OSMANLI VE CUMHURİYET DÖNEMİ’NDE MADER-İ MEVLÂNA KÜLLİYESİ’NİN BAKIM VE ONARIM FAALİYETLERİ – Hüseyin MUŞMAL, İrem GÜRBÜZ

A+
A-

OSMANLI VE CUMHURİYET DÖNEMİ’NDE MADER-İ MEVLÂNA KÜLLİYESİ’NİN BAKIM VE ONARIM FAALİYETLERİ

Hüseyin MUŞMAL, İrem GÜRBÜZ

Öz

Mader-i Mevlâna Külliyesi, Mevlâna Celâleddin Rumî’nin annesi Mümine Hatun’un Karaman’da bulunan kabrinin çevresine çeşitli vakıf binalarının inşa edilmesiyle kurulmuştur. Mümine Hatun’un türbesinin külliyenin en eski ve ana yapısı olmasından dolayı buraya bu isim verilmiş olup Valide Sultan’ın mezarının yanı sıra burada, Hz. Mevlâna’nın ağabeyi Muhammed Alâeddin’in kabri ile Mevlevî şeyhlerinin ve çelebilerin mezarları da bulunmaktadır. Külliye, Mader-i Mevlâna’nın vefatından çok sonra Hz. Mevlâna’nın torunu Ulu Arif Çelebi’nin müridi Kalemioğlu Ahi Mehmed Bey tarafından inşa edilmiş; Karamanoğlu Mirza Halil Bey ve onun oğlu Alâeddin Bey dönemlerinde ise onarım ve ilavelerle genişletilip değiştirilmiştir.

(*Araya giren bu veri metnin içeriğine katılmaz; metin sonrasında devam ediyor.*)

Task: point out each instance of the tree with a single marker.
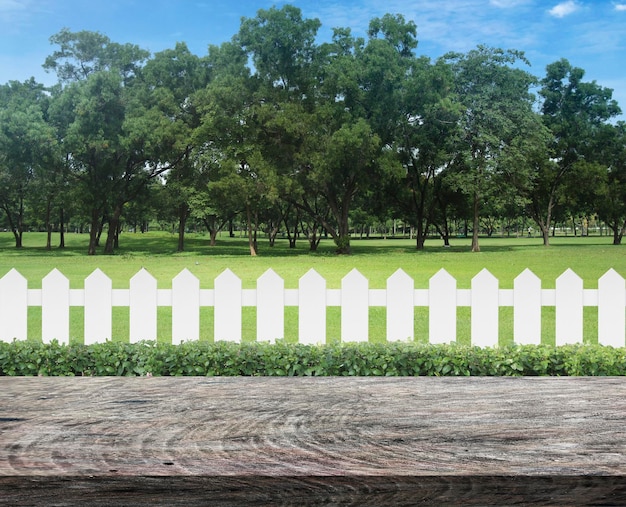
(575, 112)
(424, 140)
(116, 141)
(497, 111)
(26, 141)
(172, 79)
(611, 185)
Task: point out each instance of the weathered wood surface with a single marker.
(312, 441)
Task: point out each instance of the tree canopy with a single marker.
(276, 131)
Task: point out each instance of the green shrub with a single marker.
(288, 359)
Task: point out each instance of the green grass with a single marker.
(506, 258)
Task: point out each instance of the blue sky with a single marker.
(590, 33)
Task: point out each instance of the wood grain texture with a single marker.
(312, 441)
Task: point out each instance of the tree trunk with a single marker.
(114, 221)
(251, 238)
(93, 232)
(48, 225)
(62, 229)
(475, 246)
(183, 214)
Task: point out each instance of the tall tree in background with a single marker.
(496, 100)
(575, 111)
(611, 185)
(26, 141)
(172, 80)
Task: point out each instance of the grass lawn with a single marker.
(506, 258)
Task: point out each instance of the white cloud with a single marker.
(11, 5)
(564, 9)
(505, 4)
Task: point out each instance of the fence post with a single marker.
(98, 308)
(442, 308)
(13, 307)
(185, 307)
(227, 321)
(270, 312)
(55, 308)
(400, 307)
(354, 307)
(527, 308)
(569, 308)
(611, 309)
(312, 308)
(485, 309)
(143, 307)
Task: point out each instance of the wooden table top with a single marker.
(312, 441)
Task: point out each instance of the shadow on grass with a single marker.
(165, 244)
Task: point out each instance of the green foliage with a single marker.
(285, 359)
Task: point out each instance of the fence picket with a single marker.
(611, 313)
(354, 307)
(485, 309)
(312, 298)
(312, 308)
(55, 307)
(527, 308)
(270, 312)
(227, 320)
(400, 307)
(98, 308)
(13, 307)
(442, 304)
(143, 307)
(569, 308)
(185, 307)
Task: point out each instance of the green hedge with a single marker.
(284, 359)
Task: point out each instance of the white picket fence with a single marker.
(312, 299)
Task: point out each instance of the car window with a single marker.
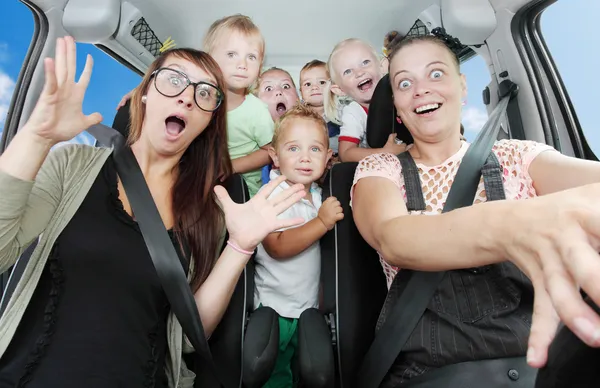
(578, 68)
(474, 113)
(16, 32)
(110, 81)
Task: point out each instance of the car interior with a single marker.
(335, 338)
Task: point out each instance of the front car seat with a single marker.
(354, 285)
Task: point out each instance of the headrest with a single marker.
(121, 122)
(381, 120)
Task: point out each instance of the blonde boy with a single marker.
(288, 262)
(237, 45)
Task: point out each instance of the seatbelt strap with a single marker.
(163, 254)
(411, 304)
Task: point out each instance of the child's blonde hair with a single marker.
(330, 100)
(254, 90)
(233, 23)
(313, 65)
(298, 111)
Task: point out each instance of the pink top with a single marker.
(514, 156)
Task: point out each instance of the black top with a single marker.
(475, 314)
(98, 315)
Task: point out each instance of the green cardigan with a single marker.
(43, 208)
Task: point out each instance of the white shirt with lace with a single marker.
(515, 157)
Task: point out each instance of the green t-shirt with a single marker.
(249, 127)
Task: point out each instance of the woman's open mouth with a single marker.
(428, 109)
(174, 126)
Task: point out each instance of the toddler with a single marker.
(355, 71)
(237, 45)
(288, 262)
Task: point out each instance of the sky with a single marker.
(564, 26)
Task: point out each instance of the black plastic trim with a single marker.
(38, 41)
(522, 35)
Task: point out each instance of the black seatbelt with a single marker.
(163, 254)
(411, 304)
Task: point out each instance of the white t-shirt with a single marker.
(290, 286)
(354, 125)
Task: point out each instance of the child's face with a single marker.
(312, 84)
(239, 57)
(302, 151)
(277, 90)
(356, 72)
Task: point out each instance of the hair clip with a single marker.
(167, 45)
(450, 41)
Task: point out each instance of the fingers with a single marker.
(71, 58)
(223, 197)
(60, 59)
(582, 261)
(50, 85)
(84, 79)
(544, 322)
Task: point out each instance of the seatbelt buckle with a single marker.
(507, 87)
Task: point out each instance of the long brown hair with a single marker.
(198, 218)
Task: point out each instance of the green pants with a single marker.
(282, 376)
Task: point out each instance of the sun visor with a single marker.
(91, 21)
(471, 21)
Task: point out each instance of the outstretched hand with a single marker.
(249, 223)
(58, 114)
(556, 245)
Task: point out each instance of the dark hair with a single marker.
(441, 39)
(390, 40)
(198, 218)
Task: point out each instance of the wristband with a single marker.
(238, 249)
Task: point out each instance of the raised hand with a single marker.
(58, 114)
(330, 212)
(554, 240)
(249, 223)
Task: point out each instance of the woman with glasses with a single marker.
(89, 310)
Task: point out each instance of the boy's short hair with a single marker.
(254, 88)
(313, 64)
(298, 111)
(233, 23)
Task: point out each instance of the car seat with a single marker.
(382, 117)
(354, 285)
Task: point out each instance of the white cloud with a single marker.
(473, 118)
(7, 86)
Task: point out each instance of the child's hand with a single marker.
(392, 147)
(330, 212)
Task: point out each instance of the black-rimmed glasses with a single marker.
(171, 83)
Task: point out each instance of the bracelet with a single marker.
(238, 249)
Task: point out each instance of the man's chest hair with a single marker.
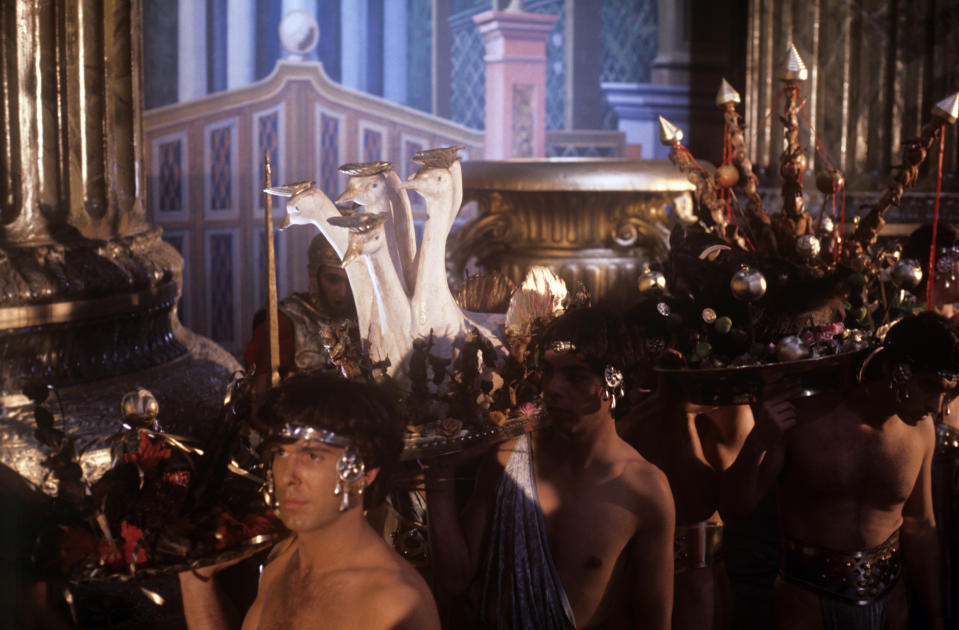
(301, 598)
(595, 522)
(843, 456)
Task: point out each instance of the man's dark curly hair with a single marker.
(362, 412)
(928, 342)
(599, 335)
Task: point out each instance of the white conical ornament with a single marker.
(795, 69)
(669, 134)
(947, 109)
(727, 94)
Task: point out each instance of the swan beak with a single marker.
(353, 251)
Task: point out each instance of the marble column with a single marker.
(191, 50)
(515, 82)
(692, 57)
(240, 43)
(394, 51)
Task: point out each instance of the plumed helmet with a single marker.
(320, 253)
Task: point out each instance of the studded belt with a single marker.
(697, 546)
(947, 438)
(860, 577)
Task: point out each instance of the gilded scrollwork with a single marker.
(592, 221)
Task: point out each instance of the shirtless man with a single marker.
(333, 439)
(568, 527)
(854, 488)
(693, 444)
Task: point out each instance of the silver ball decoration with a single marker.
(748, 284)
(791, 348)
(906, 274)
(827, 226)
(808, 246)
(854, 342)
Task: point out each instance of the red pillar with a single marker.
(515, 82)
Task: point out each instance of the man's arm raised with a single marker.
(204, 606)
(760, 460)
(921, 551)
(652, 554)
(456, 537)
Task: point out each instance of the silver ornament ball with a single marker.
(906, 274)
(791, 348)
(650, 280)
(748, 284)
(807, 246)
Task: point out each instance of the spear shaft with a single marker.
(272, 313)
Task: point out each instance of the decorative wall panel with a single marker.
(267, 131)
(467, 70)
(180, 241)
(223, 277)
(221, 177)
(555, 61)
(330, 131)
(372, 139)
(169, 182)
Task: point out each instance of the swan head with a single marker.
(430, 182)
(367, 184)
(366, 233)
(364, 190)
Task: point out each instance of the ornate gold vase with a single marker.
(595, 221)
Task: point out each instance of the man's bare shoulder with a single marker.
(397, 597)
(646, 481)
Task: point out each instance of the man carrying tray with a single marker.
(332, 440)
(854, 488)
(568, 527)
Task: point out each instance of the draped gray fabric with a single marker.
(841, 615)
(521, 586)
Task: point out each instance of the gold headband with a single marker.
(300, 432)
(562, 346)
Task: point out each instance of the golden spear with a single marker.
(271, 301)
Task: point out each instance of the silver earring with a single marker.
(350, 476)
(269, 491)
(613, 380)
(897, 381)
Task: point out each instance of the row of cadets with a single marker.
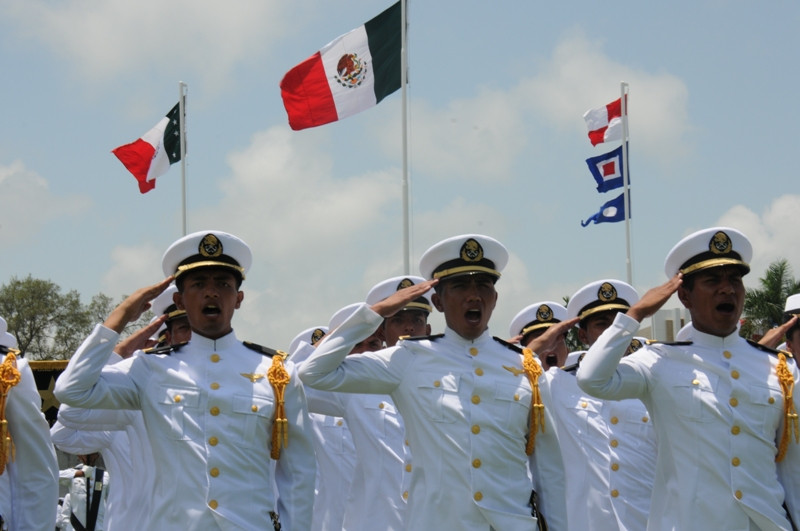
(28, 466)
(217, 410)
(723, 407)
(466, 398)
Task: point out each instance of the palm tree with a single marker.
(763, 307)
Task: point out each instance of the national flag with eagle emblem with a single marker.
(150, 156)
(352, 73)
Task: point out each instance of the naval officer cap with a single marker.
(204, 249)
(537, 316)
(468, 254)
(312, 336)
(714, 247)
(600, 296)
(392, 285)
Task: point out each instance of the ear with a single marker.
(437, 302)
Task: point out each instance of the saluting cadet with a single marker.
(608, 447)
(28, 465)
(723, 407)
(334, 448)
(465, 397)
(213, 407)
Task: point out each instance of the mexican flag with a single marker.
(352, 73)
(151, 155)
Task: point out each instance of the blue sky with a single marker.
(497, 143)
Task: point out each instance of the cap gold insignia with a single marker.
(405, 283)
(316, 335)
(720, 243)
(544, 313)
(607, 292)
(210, 246)
(471, 251)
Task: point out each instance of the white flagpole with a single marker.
(406, 202)
(625, 177)
(182, 91)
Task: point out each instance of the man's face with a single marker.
(209, 297)
(595, 325)
(467, 302)
(405, 323)
(179, 331)
(715, 300)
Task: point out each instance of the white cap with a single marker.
(467, 254)
(609, 294)
(309, 335)
(207, 248)
(538, 315)
(717, 246)
(392, 285)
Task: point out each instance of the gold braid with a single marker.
(791, 424)
(9, 377)
(278, 378)
(533, 371)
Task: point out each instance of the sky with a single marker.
(497, 143)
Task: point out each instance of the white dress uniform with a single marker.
(208, 409)
(466, 407)
(718, 412)
(33, 474)
(609, 453)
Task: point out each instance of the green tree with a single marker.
(763, 306)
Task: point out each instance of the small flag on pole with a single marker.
(150, 156)
(605, 123)
(607, 170)
(350, 74)
(610, 212)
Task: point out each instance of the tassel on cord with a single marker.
(533, 371)
(9, 377)
(790, 424)
(278, 378)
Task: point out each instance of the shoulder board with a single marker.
(772, 351)
(166, 349)
(515, 348)
(265, 351)
(670, 343)
(432, 337)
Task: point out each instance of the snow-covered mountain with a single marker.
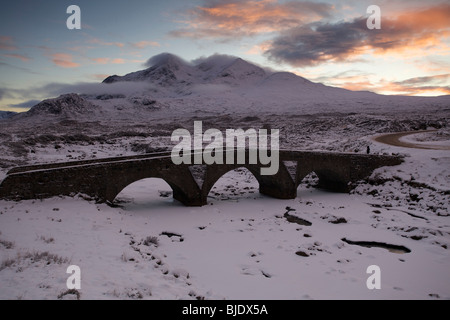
(216, 85)
(67, 106)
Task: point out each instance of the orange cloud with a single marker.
(18, 56)
(415, 33)
(6, 43)
(226, 19)
(143, 44)
(104, 43)
(64, 60)
(108, 60)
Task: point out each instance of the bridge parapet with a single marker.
(104, 179)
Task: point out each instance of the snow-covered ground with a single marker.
(241, 245)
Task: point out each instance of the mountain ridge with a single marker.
(217, 84)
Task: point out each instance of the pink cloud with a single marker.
(143, 44)
(6, 43)
(17, 56)
(64, 60)
(108, 60)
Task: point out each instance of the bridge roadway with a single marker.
(103, 179)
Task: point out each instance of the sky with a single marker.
(324, 41)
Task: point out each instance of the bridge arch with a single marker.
(148, 191)
(183, 185)
(221, 175)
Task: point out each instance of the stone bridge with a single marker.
(104, 179)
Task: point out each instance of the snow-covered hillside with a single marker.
(217, 85)
(242, 245)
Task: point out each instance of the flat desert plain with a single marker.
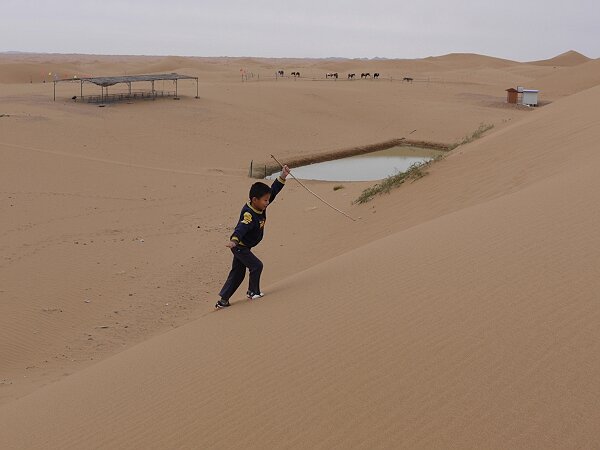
(460, 310)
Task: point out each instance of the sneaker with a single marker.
(222, 304)
(252, 296)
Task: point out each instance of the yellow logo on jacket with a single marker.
(247, 218)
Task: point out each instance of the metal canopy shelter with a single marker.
(105, 82)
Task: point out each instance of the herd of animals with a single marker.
(335, 75)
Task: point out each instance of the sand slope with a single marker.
(474, 327)
(569, 58)
(569, 80)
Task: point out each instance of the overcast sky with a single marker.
(520, 30)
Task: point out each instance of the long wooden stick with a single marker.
(316, 195)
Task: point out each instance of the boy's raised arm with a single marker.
(278, 184)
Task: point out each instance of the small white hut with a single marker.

Aktekke (Ağa Tekke) Cami, Kalemiye Zaviyesi, Karaman Mevlevîhanesi, Mader-i Mevlâna Türbesi, Mümine Hatun Türbesi ve Valide Sultan Cami gibi çeşitli isimlerle de anılan bu Karamanoğlu yapısında, elimizdeki arşiv belgelerine göre XVIII.-XIX. yüzyıllara ait toplamda 10 adet; XX.-XXI. yüzyıllara ait olarak ise 7 adet tadilat ve tamirat girişimi bulunmaktadır. Dolayısıyla Osmanlı Devleti’nin ve Türkiye Cumhuriyeti’nin Mader-i Mevlâna Külliyesi’ne ait yapıları koruma ve hayatiyetini sürdürme çabasından yola çıkılarak çalışmamızda; külliyenin tamir ve tadilat süreci, onarım ve bakım masrafları, burada kimlerin çalıştığı gibi hususlar üzerinden bazı değerlendirmeler yapılmıştır. Ayrıca külliyenin 700 yılı aşkın bir süre boyunca geçirdiği değişim ve dönüşümü, devletin bu eski eseri korumak için gösterdiği ihtimamı çözümleyebilmek amacıyla külliyenin Mevleviliğe ait olması veya Hz. Mevlâna’nın annesinin merkatının burada bulunmasının bu süreçte etkili olup olmadığı sorgulanmıştır.